Division of Respiratory Medicine, University of Calgary, Calgary, AB, T1Y 6J4 Canada.
Am J Respir Crit Care Med. 2010 Apr 15;181(8):832-7. doi: 10.1164/rccm.200906-0959OC. Epub 2010 Jan 7.
Idiopathic pulmonary fibrosis (IPF) and other idiopathic interstitial pneumonias (IIPs) have similar clinical and radiographic features, but their histopathology, response to therapy, and natural history differ. A surgical lung biopsy is often required to distinguish between these entities.
We sought to determine if clinical variables could predict a histopathologic diagnosis of IPF in patients without honeycomb change on high-resolution computed tomography (HRCT).
Data from 97 patients with biopsy-proven IPF and 38 patients with other IIPs were examined. Logistic regression models were built to identify the clinical variables that predict histopathologic diagnosis of IPF.
Increasing age and average total HRCT interstitial score on HRCT scan of the chest may predict a biopsy confirmation of IPF. Sex, pulmonary function, presence of desaturation, or distance walked during a 6-minute walk test did not help discriminate pulmonary fibrosis from other IIPs.
Clinical data may be used to predict a diagnosis of IPF over other IIPs. Validation of these data with a prospective study is needed.
特发性肺纤维化(IPF)和其他特发性间质性肺炎(IIP)具有相似的临床和影像学特征,但它们的组织病理学、对治疗的反应和自然病史不同。通常需要进行外科肺活检来区分这些实体。

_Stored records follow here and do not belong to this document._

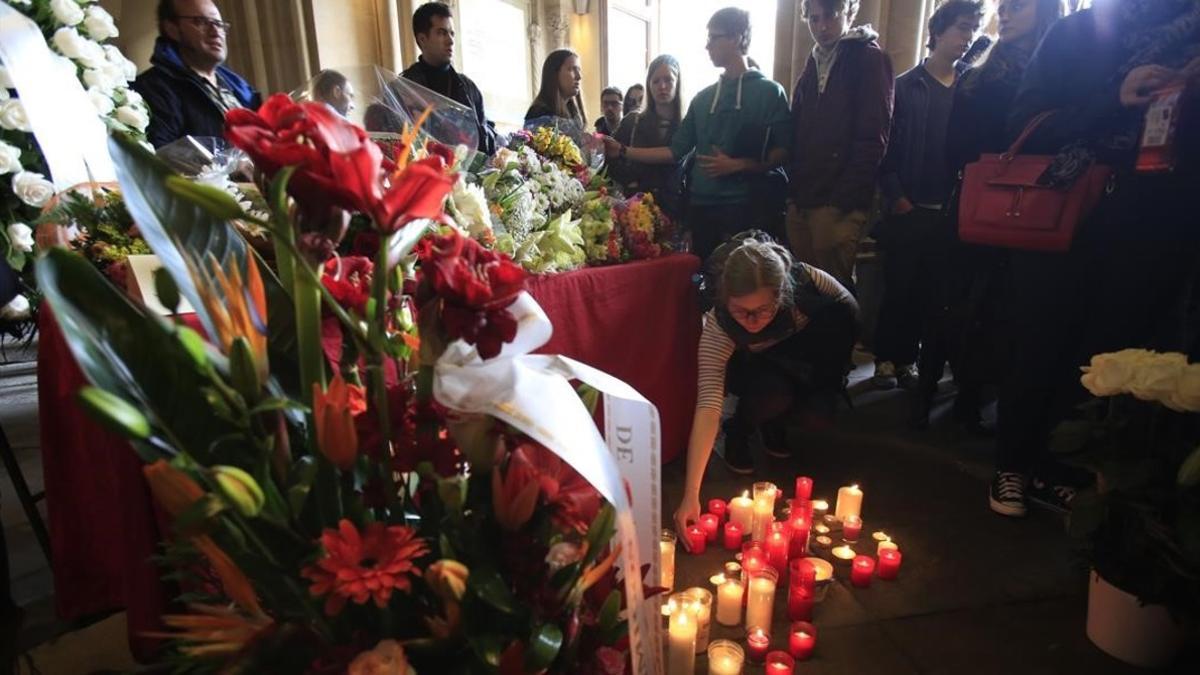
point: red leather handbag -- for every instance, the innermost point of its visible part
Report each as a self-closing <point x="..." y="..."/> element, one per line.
<point x="1003" y="205"/>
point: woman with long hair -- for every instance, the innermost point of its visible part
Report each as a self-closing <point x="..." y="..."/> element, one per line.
<point x="653" y="127"/>
<point x="777" y="338"/>
<point x="559" y="94"/>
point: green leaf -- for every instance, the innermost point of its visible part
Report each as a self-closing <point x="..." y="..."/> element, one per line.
<point x="1189" y="471"/>
<point x="490" y="586"/>
<point x="543" y="647"/>
<point x="213" y="199"/>
<point x="114" y="413"/>
<point x="131" y="353"/>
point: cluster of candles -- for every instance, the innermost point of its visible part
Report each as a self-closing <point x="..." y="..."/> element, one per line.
<point x="768" y="550"/>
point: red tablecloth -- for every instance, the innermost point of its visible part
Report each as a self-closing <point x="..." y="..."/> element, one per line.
<point x="637" y="322"/>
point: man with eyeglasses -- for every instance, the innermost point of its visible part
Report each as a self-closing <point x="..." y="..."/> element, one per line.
<point x="187" y="88"/>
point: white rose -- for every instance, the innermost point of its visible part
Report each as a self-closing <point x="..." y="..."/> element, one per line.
<point x="10" y="159"/>
<point x="17" y="309"/>
<point x="12" y="115"/>
<point x="133" y="115"/>
<point x="66" y="11"/>
<point x="1109" y="374"/>
<point x="1156" y="378"/>
<point x="33" y="187"/>
<point x="21" y="236"/>
<point x="101" y="101"/>
<point x="70" y="43"/>
<point x="100" y="24"/>
<point x="1186" y="396"/>
<point x="118" y="60"/>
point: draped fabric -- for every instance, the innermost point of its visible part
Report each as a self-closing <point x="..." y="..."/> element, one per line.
<point x="903" y="27"/>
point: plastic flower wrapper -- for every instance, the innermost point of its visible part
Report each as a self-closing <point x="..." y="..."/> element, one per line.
<point x="401" y="103"/>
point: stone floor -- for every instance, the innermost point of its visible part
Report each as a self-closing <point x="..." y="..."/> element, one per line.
<point x="978" y="592"/>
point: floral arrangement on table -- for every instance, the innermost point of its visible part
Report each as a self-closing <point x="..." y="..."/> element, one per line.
<point x="329" y="517"/>
<point x="1140" y="523"/>
<point x="77" y="33"/>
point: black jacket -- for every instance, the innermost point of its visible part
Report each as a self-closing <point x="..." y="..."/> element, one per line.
<point x="456" y="87"/>
<point x="179" y="103"/>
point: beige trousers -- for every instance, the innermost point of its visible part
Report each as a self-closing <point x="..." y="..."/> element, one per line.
<point x="827" y="238"/>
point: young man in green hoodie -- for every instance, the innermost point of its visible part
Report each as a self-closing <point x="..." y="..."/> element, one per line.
<point x="741" y="130"/>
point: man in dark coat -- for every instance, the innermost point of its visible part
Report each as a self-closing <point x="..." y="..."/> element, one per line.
<point x="433" y="29"/>
<point x="187" y="88"/>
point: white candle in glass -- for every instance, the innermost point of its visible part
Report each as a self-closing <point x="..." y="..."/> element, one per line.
<point x="742" y="512"/>
<point x="682" y="640"/>
<point x="761" y="601"/>
<point x="729" y="602"/>
<point x="850" y="502"/>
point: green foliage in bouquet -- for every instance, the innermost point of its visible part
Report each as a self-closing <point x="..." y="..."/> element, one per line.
<point x="1140" y="524"/>
<point x="324" y="525"/>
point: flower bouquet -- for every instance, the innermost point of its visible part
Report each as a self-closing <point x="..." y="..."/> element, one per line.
<point x="351" y="488"/>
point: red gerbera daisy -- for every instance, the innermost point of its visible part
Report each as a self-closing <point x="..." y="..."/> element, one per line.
<point x="361" y="566"/>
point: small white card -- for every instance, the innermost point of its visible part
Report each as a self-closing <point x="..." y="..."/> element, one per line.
<point x="141" y="282"/>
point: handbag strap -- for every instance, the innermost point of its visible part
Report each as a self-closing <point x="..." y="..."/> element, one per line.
<point x="1015" y="148"/>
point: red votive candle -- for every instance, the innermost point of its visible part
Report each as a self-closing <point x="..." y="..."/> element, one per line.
<point x="709" y="524"/>
<point x="889" y="563"/>
<point x="757" y="644"/>
<point x="803" y="488"/>
<point x="779" y="663"/>
<point x="798" y="544"/>
<point x="851" y="527"/>
<point x="861" y="571"/>
<point x="802" y="639"/>
<point x="718" y="508"/>
<point x="732" y="536"/>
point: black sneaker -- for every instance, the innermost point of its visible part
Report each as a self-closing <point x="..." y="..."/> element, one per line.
<point x="1054" y="497"/>
<point x="737" y="452"/>
<point x="774" y="438"/>
<point x="1007" y="494"/>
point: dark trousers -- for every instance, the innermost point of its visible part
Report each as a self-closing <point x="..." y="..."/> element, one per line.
<point x="796" y="374"/>
<point x="1125" y="284"/>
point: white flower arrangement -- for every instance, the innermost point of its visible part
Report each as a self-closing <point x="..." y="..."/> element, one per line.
<point x="1167" y="378"/>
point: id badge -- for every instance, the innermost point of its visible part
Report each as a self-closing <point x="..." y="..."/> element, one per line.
<point x="1157" y="149"/>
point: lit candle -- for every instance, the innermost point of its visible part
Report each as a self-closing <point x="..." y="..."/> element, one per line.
<point x="666" y="562"/>
<point x="725" y="657"/>
<point x="682" y="635"/>
<point x="843" y="554"/>
<point x="729" y="602"/>
<point x="757" y="644"/>
<point x="889" y="563"/>
<point x="850" y="502"/>
<point x="696" y="539"/>
<point x="761" y="597"/>
<point x="802" y="639"/>
<point x="851" y="527"/>
<point x="803" y="488"/>
<point x="780" y="663"/>
<point x="709" y="523"/>
<point x="702" y="605"/>
<point x="742" y="512"/>
<point x="799" y="541"/>
<point x="777" y="550"/>
<point x="862" y="571"/>
<point x="732" y="536"/>
<point x="718" y="507"/>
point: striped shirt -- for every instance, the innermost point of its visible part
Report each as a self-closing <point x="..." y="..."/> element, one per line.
<point x="717" y="346"/>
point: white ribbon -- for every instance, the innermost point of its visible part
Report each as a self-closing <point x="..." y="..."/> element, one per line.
<point x="72" y="138"/>
<point x="533" y="393"/>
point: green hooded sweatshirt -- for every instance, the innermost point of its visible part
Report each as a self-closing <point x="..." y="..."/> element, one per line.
<point x="745" y="117"/>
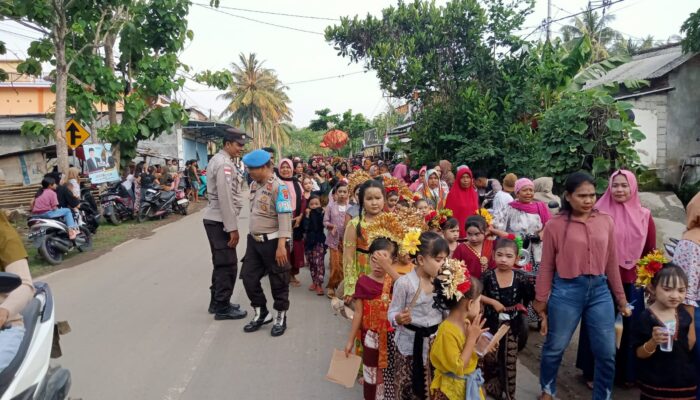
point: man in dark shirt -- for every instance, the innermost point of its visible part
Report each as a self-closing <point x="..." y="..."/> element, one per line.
<point x="66" y="199"/>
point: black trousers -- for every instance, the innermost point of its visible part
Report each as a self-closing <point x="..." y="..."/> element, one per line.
<point x="259" y="261"/>
<point x="225" y="262"/>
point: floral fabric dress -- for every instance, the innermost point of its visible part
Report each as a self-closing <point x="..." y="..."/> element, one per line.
<point x="355" y="257"/>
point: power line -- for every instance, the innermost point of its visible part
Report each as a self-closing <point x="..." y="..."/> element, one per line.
<point x="19" y="34"/>
<point x="286" y="84"/>
<point x="273" y="13"/>
<point x="259" y="21"/>
<point x="325" y="78"/>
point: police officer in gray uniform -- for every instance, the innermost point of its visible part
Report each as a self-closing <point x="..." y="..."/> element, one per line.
<point x="224" y="185"/>
<point x="266" y="251"/>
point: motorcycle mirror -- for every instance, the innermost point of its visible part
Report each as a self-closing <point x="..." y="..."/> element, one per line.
<point x="9" y="282"/>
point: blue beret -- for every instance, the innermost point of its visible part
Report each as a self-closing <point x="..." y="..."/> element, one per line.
<point x="256" y="158"/>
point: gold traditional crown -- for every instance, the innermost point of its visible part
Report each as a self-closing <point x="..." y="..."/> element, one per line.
<point x="453" y="278"/>
<point x="356" y="179"/>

我们试图确定在高分辨率计算机断层扫描(HRCT)无蜂窝改变的情况下,临床变量是否可以预测 IPF 的组织病理学诊断。
检查了 97 例经活检证实的 IPF 患者和 38 例其他 IIP 患者的数据。建立逻辑回归模型以确定预测 IPF 组织病理学诊断的临床变量。
年龄的增加和胸部 HRCT 扫描的平均总 HRCT 间质评分可能预测活检证实的 IPF。性别、肺功能、低氧血症的存在或 6 分钟步行试验中的行走距离并不能帮助区分肺纤维化与其他 IIP。
临床数据可用于预测 IPF 相对于其他 IIP 的诊断。需要前瞻性研究验证这些数据。